As if that were not enough, this week the former Minister of Economy Domingo Cavallo appeared. And what did he say? Something more similar to what Larreta expresses and even, to what Kiguel-Calvo had mentioned in 2015. Said in Creole, for the former minister today what Macri did cannot be applied.
Because?
“Because the imbalances in the relative prices of goods and services accumulated today drag a much more important delay than the delay that is registered in the price of the dollar. So if there is an immediate exit from the stocks and the exchange rate increases, the prices of the rates, which were already behind, would be much more behind and on top of that there will be more inflation, not less, due to expectations and inertia,” Cavallo explained in a seminar of the Fiel Foundation.
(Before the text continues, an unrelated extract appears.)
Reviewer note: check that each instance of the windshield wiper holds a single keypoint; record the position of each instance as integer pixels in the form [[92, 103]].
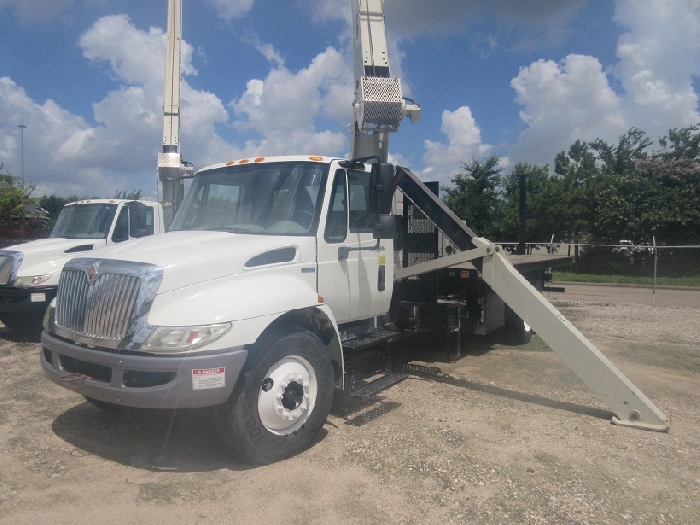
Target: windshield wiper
[[232, 229]]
“Unifying and liberalizing the exchange market,” the economist continued later, who was only interrupted when his wife Sonia Cavallo corrected him live for a date on which he had been wrong, “means removing all controls from the exchange market, including those that prevent the repatriation of capital and the sending of dividends. Because in order to stabilize, conditions have to be created so that the price of the dollar attracts the entry of foreign currency to the country and that this greater offer helps to lower its price. But it cannot be done at the beginning of the next management”.
The “step by step” of the minister to get out of the stocks and apply a stabilization plan would be like this: “First there must be a reorganization of the economy and that it be well explained to the public, go to zero total fiscal deficit for a long time and an opening of the economy”.
“Thinking of balancing the fiscal accounts with a big inflationary shock like in 2002 is a mistake because it would be reversible in the future.”
“An unfolding of the exchange market could help today. Some exchange rate fixing at the beginning will be necessary because this economy is bi-currency.”
Thus, applying a stabilization plan could only take place in 2025, according to Cavallo.
And this time? Which side will prevail in the PRO? Will Bullrich listen to the advice that Cavallo gives to the economists who advise her?